I finally broke down right there in class. It was too much. I started crying. At first it was merely a trickle but then as the full reality of what was happening to me I started to guffaw and gasp with spasmodic shudders.
My feelings were like a large balloon constantly filled to the breaking point. Each time Mrs. Tatangelo called on another student it was like she was jabbing a needle into that balloon. Every poke was taken personally. Every word was scrutinized, weighed, measured, judged and the final verdict was that everyone in the class was against me and this particular day it just happened to be my birthday.
That was second grade. I was only 6. I’d started school early, skipped kindergarden and was right there smack dab in the middle of kids a year and sometimes two years older than me. If I had a superpower back then it would have been the ability to “Feel” things on an extreme level. I was constantly aware of everyone and how they treated me. I was super sensitive. I took detailed mental lists of every betrayal, every slight and I remembered it whether I wanted to or not.
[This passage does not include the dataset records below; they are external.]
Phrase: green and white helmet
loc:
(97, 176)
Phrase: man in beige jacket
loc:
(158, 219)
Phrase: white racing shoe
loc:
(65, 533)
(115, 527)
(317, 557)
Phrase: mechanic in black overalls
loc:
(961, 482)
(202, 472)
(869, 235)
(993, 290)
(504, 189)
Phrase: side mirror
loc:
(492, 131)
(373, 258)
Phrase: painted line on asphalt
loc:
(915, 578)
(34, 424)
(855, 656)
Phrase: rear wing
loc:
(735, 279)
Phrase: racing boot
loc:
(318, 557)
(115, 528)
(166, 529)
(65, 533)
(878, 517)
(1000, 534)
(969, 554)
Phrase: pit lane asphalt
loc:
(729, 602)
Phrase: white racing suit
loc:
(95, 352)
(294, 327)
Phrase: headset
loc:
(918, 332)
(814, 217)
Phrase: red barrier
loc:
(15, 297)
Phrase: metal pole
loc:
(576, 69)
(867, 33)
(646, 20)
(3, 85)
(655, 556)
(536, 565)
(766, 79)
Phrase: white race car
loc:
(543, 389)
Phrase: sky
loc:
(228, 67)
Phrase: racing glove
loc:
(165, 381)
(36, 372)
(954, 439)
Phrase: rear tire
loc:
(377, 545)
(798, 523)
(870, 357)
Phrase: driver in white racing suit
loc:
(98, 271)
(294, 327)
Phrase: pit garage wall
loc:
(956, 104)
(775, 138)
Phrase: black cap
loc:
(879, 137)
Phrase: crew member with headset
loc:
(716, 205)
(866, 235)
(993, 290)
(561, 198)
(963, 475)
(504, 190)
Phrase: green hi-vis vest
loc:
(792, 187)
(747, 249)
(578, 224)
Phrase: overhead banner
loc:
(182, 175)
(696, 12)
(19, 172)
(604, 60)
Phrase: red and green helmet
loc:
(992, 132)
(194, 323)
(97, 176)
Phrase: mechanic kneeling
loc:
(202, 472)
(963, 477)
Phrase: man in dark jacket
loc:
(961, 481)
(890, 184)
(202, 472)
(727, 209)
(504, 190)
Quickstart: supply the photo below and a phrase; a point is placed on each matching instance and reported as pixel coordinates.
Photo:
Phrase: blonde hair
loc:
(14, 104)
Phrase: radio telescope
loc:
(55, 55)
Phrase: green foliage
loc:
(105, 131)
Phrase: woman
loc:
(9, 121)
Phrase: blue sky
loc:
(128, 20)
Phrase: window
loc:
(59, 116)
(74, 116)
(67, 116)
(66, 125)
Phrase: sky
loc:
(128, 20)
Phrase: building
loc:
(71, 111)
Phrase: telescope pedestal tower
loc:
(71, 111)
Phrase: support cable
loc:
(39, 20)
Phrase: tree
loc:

This has been my blessing and my curse my whole life. My inability to shut off my feelings or being overly sensitive to things. On some levels it helps me be the kind-hearted person I am, but on another level it leaves me blubbering over the slightest inconsideration or cruelty. When people don’t show up for my events, I take it personal. When people don’t like my ideas, I can get volatile.
I’m better now that I’m older and I understand myself more, but I’m still not 100% happy with how I respond to things and people who are out of my control. With every strength there seems to be a great weakness.
It’s been 27 years since my teacher didn’t call on me in second grade but I can still remember those feelings I had as if they were this morning. If I took my heart out of my chest and examined it I am sure it would mostly be a large pile of scar tissue, but I don’t mind so much, scars are what remain after a wound heals and those scars are what make me me stronger.